Wofür Schleswig-Holstein berühmt ist? Für Meer, Segeln, plattdeutschen Humor - und politische Affären. Wer dachte, daß nach Herrn Barschels politischem Meineid nichts mehr kommen konnte, der wurde schon bei der politischen Demontage von Frau Simonis eines Besseren belehrt.

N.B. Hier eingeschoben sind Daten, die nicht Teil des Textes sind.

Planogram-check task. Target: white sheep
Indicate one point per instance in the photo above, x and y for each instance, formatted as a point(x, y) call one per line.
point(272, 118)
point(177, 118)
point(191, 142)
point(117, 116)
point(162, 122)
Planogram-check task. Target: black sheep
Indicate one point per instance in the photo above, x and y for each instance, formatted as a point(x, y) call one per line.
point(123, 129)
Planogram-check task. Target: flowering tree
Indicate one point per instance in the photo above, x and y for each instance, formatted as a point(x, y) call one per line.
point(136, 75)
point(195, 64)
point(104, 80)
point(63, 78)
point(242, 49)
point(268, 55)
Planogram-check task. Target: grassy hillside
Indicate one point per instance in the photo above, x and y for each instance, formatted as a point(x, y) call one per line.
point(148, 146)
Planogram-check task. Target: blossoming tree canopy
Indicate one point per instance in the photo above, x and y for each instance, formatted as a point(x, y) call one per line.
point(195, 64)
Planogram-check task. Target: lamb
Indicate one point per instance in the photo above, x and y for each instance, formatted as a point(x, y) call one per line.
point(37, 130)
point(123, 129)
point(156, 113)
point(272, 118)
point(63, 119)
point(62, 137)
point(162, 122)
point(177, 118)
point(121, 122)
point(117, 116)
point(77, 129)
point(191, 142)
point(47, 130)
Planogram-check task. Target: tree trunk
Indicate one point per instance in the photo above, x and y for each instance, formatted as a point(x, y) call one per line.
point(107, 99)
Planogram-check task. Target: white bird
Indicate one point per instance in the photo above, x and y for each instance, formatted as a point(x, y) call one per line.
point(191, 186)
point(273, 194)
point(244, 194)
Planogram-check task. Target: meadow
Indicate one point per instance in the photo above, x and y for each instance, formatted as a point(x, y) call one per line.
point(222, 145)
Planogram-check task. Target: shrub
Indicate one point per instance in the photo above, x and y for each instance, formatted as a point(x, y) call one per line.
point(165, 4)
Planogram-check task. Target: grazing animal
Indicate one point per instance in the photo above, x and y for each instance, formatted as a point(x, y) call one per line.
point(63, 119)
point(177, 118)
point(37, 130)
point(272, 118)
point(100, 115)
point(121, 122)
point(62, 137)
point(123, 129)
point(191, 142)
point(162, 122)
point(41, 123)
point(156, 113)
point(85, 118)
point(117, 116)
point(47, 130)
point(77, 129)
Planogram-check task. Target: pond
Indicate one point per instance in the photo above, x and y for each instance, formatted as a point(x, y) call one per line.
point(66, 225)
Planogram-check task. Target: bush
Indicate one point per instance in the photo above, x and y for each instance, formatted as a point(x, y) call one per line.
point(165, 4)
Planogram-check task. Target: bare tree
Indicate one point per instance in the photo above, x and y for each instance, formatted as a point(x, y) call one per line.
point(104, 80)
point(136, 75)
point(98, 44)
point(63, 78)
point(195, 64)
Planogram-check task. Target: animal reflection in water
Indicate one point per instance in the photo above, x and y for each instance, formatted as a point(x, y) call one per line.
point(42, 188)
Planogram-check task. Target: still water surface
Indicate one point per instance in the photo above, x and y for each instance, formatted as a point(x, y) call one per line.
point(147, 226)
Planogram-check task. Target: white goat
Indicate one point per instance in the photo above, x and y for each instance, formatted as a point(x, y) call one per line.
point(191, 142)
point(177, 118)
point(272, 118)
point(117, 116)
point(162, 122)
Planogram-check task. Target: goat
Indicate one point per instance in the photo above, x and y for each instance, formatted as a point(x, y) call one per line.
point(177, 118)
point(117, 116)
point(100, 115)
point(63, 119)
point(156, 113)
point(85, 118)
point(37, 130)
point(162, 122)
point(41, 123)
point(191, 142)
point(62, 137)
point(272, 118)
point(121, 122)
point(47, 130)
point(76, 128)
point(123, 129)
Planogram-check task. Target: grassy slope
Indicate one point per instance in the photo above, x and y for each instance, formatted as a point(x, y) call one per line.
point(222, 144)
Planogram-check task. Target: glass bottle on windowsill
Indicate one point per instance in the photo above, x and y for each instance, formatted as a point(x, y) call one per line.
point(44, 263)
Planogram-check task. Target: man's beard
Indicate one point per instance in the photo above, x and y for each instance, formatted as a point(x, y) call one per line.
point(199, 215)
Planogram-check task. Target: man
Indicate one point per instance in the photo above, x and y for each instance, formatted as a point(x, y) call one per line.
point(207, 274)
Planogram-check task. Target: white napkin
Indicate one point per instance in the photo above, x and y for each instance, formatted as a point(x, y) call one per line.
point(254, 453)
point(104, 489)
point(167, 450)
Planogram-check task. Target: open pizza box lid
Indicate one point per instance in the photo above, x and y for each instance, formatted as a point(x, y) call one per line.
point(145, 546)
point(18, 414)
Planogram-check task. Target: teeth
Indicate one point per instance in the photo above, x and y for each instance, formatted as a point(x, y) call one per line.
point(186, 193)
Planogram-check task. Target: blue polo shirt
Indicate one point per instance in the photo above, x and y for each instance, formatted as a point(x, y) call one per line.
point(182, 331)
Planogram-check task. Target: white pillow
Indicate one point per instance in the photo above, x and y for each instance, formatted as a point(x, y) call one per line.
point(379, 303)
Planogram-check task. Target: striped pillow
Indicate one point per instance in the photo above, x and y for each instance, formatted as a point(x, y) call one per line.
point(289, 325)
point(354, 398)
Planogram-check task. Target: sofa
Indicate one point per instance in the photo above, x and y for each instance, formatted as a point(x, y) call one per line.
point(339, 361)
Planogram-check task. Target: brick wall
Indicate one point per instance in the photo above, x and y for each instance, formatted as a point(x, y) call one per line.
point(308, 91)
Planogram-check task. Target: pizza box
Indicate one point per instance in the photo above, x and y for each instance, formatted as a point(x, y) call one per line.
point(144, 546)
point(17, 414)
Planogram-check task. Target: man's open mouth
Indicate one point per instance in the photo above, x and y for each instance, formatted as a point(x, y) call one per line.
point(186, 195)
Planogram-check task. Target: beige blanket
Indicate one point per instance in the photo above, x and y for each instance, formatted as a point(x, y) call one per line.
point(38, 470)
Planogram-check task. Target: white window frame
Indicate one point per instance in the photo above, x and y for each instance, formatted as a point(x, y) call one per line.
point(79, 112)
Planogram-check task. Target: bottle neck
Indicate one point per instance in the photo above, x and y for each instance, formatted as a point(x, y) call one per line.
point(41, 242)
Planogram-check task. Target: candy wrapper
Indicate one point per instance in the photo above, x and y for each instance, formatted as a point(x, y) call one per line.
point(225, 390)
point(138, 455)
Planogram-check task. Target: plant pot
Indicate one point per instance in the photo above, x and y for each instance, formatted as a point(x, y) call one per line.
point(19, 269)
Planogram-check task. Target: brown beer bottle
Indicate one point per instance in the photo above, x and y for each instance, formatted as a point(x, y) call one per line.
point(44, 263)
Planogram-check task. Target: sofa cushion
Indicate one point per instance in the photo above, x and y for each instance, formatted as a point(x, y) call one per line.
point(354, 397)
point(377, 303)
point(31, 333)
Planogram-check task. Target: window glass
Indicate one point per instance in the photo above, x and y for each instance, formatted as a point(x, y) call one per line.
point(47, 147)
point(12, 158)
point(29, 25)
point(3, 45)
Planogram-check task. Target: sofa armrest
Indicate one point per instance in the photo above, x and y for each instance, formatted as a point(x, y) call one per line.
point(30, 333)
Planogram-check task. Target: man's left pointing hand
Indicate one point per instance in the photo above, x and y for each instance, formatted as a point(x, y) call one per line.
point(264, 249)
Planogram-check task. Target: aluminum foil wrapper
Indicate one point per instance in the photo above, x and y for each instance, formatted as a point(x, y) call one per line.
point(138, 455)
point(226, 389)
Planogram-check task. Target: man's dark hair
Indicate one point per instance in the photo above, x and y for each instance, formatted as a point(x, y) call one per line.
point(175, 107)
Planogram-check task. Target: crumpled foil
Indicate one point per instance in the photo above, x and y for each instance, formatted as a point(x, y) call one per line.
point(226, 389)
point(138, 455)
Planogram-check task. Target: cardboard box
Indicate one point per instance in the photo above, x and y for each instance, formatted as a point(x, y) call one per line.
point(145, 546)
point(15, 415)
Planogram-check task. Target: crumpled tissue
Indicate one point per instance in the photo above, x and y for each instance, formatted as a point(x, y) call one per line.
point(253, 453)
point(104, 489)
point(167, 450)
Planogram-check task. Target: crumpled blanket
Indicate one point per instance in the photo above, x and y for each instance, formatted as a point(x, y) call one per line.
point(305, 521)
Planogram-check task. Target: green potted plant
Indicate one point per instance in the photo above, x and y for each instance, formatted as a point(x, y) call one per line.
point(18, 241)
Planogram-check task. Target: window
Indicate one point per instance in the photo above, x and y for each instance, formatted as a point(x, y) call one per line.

Und nun eine angebliche Liebesbeziehung zwischen einem 40-jährigen Kronprinzen und einer 16-jährigen Prinzessin.

 

Ein wertekonservativer Hardliner, der immerhin nicht auf seine eigenen Lügen hereinfällt.

 

Die politische Landschaft im Norden ist ein Scherbenhaufen, von denen nicht einmal der politische Gegner profitieren könnte: Die SPD zittert schon davor, ob ihr Spitzenkandidat im Parlament gewählt werden wird. Immerhin: Da ist etwas geboten. Nicht nur langweilige Debatten über Haushalt und Diätenerhöhungen, sondern Geschichten, die sogar für die BILD-Zeitung interessant sind.

Sex sells.

 

Was in Amerika nicht einmal einen Präsidenten gefährden könnte, ist hierzulande einen Rücktritt unter Tränen wert. Was in Italien ein Ministerpräsident als positiv für sein Ansehen wertet, ist in unserem Land derart geschäftsschädigend, daß Köpfe rollen müssen.

Und das so kurz vor den Wahlen.

 

Wobei: Seit wann ginge es in der Politik um Inhalte? Es geht immer um Köpfe. Der richtige Kopf kann jederzeit den falschen Inhalt umsetzen. Aber man traut dem falschen Kopf niemals zu, den richtigen Inhalt - und sei er noch so richtig - in die Tat zu setzen.

Setzen, sechs.

 

Die Parlamenterier bleiben sitzen, nur der Chef wird versetzt, er nimmt seinen Hut und hängt ihn an den Nagel, auf dessen Kopf die Presse wieder mal getroffen hat.

Köpfchen müßte man haben.

 

Sagen sich die Parteien.

 

Haben sie aber nicht. Deshalb präsentieren sie Köpfe, wenn sie welche haben.

Vielleicht sollten sie es einmal mit Inhalten versuchen?

 

Aber so weit wollen sie dann doch nicht gehen.